Problem: Design a transformer registry — user configures masking/generation rules per column type (email, phone, name, date, number), engine applies the right transformer to each column.

transformer_registry.kt — OOP/functional design
/**
 * Design a transformer system:
 *   - Each transformer handles one type of data (email, phone, name...)
 *   - User configures via YAML which transformer to use per column
 *   - Transformers must be deterministic (same input -> same output)
 *   - New transformers can be added without modifying existing code
 *
 * Example YAML config (Synthesized's actual format):
 *   tables:
 *     users:
 *       columns:
 *         email:    { transformer: "email_masker" }
 *         phone:    { transformer: "phone_masker", format: "+X XXX XXX XXXX" }
 *         name:     { transformer: "name_generator", locale: "en" }
 *         salary:   { transformer: "numeric_noise", variance: 0.1 }
 *         birth_date: { transformer: "date_shift", max_days: 30 }
 */
sealed interface Transformer {
    fun transform(value: Any?, config: Map<String, Any>): Any?
}

class EmailMasker(private val salt: String) : Transformer {
    override fun transform(value: Any?, config: Map<String, Any>): Any? {
        // implement deterministic email masking
        TODO()
    }
}

class TransformerRegistry {
    // Register and lookup transformers by name
    // Apply the right transformer to each column based on config
    TODO()
}

// Think about:
// 1. How to make this extensible (new transformer types via plugins?)
// 2. Thread safety — transformers called from multiple threads
// 3. How does Synthesized handle cross-table consistency?
//    (same email in users.email and orders.contact_email must mask identically)
Approach for technical interview

Don't memorize solutions — understand the patterns.
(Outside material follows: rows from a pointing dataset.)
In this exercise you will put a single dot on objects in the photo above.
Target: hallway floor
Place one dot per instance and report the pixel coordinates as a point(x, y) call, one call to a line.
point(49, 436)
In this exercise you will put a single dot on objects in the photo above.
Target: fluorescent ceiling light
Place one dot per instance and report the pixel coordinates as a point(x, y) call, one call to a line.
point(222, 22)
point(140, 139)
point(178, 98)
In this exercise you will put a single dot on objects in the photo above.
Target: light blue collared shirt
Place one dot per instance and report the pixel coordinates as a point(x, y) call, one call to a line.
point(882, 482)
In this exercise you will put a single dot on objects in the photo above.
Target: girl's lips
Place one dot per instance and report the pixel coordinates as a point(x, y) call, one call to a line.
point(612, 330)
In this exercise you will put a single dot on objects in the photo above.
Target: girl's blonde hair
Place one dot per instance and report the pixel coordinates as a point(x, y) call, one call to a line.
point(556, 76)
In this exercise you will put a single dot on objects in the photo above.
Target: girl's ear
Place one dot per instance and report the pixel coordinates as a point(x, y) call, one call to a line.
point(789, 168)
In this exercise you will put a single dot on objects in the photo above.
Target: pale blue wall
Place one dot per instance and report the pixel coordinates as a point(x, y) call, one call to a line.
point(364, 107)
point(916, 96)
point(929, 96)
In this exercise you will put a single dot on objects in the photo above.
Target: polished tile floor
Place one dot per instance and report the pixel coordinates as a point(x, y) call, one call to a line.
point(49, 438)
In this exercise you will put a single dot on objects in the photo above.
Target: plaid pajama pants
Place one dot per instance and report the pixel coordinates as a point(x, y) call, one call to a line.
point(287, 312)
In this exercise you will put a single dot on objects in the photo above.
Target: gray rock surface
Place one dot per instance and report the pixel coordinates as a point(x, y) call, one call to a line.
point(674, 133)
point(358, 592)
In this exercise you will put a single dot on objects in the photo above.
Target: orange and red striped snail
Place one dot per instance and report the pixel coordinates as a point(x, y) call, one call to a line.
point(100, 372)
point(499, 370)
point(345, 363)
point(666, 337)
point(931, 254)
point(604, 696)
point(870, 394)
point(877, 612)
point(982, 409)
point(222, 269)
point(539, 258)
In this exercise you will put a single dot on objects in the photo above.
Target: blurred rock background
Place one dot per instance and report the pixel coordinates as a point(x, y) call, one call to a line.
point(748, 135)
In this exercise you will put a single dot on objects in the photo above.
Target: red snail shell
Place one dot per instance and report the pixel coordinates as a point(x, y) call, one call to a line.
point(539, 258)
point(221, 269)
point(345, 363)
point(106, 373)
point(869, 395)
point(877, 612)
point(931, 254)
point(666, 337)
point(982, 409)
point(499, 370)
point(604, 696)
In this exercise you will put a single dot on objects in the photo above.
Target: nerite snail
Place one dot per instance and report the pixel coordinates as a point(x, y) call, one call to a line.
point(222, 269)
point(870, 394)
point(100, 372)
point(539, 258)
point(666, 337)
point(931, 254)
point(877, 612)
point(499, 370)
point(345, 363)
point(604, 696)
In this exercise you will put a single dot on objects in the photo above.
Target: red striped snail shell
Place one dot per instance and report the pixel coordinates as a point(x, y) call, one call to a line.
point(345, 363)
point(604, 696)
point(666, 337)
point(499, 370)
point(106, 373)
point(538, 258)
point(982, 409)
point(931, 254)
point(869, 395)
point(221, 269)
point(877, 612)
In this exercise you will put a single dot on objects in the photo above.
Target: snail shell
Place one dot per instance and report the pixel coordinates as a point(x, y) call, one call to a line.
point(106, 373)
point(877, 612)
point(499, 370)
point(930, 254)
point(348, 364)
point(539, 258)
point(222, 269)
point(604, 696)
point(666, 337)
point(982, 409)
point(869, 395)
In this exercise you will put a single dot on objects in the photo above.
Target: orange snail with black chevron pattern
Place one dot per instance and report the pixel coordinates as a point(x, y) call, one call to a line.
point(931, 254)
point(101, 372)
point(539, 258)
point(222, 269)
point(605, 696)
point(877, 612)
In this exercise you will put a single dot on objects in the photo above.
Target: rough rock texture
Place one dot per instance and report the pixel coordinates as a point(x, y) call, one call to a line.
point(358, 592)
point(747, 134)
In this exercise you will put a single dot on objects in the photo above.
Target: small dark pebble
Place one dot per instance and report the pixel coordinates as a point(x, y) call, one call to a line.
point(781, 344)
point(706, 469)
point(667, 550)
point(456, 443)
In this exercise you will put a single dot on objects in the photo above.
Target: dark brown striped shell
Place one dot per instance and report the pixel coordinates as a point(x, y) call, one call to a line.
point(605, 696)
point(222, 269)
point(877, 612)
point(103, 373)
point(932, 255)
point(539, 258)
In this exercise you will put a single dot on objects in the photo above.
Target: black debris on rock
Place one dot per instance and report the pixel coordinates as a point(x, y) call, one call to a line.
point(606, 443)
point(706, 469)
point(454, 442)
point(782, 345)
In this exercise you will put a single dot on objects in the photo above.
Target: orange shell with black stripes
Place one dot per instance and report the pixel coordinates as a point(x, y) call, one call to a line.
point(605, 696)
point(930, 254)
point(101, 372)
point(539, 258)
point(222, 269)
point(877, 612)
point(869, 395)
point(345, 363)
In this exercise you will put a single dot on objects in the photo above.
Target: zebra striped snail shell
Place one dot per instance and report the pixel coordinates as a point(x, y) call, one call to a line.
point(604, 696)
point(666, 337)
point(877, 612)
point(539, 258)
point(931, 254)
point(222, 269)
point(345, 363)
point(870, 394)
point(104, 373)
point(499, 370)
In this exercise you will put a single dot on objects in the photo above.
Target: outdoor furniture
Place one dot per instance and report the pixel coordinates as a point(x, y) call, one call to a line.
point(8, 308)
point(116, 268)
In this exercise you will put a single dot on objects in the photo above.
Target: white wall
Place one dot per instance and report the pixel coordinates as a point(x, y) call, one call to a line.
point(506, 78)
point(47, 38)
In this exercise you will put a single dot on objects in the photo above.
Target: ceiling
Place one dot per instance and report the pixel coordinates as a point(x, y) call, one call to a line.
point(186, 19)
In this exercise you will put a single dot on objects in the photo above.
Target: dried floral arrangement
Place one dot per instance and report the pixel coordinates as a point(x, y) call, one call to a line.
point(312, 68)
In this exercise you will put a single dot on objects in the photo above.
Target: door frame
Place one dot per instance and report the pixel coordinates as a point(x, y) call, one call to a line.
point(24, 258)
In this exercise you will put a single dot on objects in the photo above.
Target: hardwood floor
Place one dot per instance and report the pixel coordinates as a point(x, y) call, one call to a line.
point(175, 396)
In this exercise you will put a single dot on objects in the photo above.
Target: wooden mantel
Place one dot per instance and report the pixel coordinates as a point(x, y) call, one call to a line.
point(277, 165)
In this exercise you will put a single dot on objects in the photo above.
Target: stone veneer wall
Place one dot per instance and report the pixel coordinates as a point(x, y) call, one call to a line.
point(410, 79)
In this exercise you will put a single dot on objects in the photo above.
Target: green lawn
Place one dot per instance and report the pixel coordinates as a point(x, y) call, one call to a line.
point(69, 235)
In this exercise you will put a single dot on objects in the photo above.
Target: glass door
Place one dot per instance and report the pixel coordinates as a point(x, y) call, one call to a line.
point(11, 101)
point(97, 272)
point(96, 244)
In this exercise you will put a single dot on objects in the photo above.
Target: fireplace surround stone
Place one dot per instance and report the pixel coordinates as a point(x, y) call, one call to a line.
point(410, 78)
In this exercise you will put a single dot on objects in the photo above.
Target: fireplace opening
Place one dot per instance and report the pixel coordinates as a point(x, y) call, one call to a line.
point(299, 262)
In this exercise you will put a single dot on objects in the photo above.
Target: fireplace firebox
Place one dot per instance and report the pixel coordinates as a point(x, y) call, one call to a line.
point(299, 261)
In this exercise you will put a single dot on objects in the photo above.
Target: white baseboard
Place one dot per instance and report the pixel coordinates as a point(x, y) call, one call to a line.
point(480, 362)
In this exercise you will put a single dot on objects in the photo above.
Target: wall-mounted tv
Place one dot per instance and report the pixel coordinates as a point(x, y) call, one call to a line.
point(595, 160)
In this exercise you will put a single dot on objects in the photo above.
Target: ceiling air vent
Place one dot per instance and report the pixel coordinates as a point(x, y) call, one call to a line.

They might ask a variation. The key signals they're looking for:

1. Graph thinking: FK relationships form a DAG. Topological sort, cycle detection, BFS/DFS traversal. You dealt with dependency graphs in trading systems.

2. Performance awareness: fetchSize, batch writes, COPY, off-heap memory, GC pressure. Mention these proactively — it shows you've worked with large data.

3. Database internals: JDBC metadata API, differences between PostgreSQL/MySQL/Oracle type systems, MVCC, streaming vs buffered results.

4. Concurrency patterns: producer-consumer, bounded queues, thread safety, graceful shutdown. Raw Java preferred over coroutines for this role.

5. Domain knowledge: referential integrity in masking, deterministic transformations, consistent subsetting. Shows you understand the business problem.